The cilia can detect tiny amounts of substances in the air, though molecules of those substances must first be absorbed by the mucus layer. There they interact with the cilia to trigger nerve impulses.
Taste
- We can taste substances in food and drink thanks to the 10,000 or so taste buds located on structures, called papillae, on the surface of our tongues. These receptors send signals along nerves to the brain for interpretation. Four main tastes – sweet, salty, sour, and bitter – are detected by the taste buds in four areas of the tongue. The senses of taste and smell combine to analyse flavours.
Papillae are tiny protrusions on the surface of the tongue. The fungiform papillae and some other types of papillae contain taste buds. The smaller, more numerous, filiform papillae do not contain taste buds but give the tongue a rough surface, which helps it move food around the mouth.
Hairs emerge from each receptor cell. Food and drink molecules must dissolve in saliva before they can interact with these hairs and trigger signals to the brain.
Hearing
Our ears allow us to detect sounds, which pass through the air as waves of varying pressure. On reaching the ear, the waves travel through several structures to the cochlea in the inner ear. There, receptor cells produce signals that go to the brain. The human ear can detect sounds over a very wide range of pitch and loudness, from the high-pitched squeaks of a mouse to the roar of a passenger jet.

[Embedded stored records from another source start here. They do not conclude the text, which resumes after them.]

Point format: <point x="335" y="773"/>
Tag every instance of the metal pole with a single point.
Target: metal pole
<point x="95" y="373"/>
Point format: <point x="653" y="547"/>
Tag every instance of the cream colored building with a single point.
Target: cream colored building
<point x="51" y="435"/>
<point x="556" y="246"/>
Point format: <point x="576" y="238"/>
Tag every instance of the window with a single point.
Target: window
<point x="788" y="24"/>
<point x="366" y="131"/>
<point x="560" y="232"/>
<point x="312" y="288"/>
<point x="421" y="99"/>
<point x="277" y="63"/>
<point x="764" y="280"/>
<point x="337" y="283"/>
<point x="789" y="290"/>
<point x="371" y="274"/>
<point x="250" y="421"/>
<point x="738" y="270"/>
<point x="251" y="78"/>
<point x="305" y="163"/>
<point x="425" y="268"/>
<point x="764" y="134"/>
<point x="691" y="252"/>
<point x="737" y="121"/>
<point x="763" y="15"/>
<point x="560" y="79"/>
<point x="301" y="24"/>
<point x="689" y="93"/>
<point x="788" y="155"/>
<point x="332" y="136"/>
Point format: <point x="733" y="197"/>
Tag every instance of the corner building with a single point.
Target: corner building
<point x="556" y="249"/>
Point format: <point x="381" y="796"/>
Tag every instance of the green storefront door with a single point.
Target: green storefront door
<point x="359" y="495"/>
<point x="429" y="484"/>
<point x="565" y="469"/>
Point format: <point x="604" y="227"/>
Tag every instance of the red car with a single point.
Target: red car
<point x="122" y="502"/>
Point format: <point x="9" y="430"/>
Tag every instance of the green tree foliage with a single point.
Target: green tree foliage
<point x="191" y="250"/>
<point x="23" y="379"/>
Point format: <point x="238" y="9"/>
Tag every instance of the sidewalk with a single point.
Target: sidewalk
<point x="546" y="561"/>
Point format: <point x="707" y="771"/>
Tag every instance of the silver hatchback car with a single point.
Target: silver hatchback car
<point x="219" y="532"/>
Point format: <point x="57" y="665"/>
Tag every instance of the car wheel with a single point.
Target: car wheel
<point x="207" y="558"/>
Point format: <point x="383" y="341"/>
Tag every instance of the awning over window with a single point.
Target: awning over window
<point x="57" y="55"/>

The outer ear channels sound waves into the ear canal. These sound waves cause the eardrum, a thin membrane at the end of the ear canal, to vibrate. The vibrations are transmitted via three tiny bones in the middle ear to the cochlea in the inner ear.
Inside the cochlea, sound vibrations make these sensory hairs move, which triggers signals in attached receptor cells. The signals pass to the brain, which works out the pitch and loudness of the sound.
Balance
Balance is an internal sense and relies on sensory receptors that monitor the position of the head and body. Whether we are still or moving, balance is essential for maintaining our posture and stopping us falling over. The vestibule and semicircular canals of the inner ear provide information on the position and movements of the head. Combined with signals from the eyes, this helps us balance.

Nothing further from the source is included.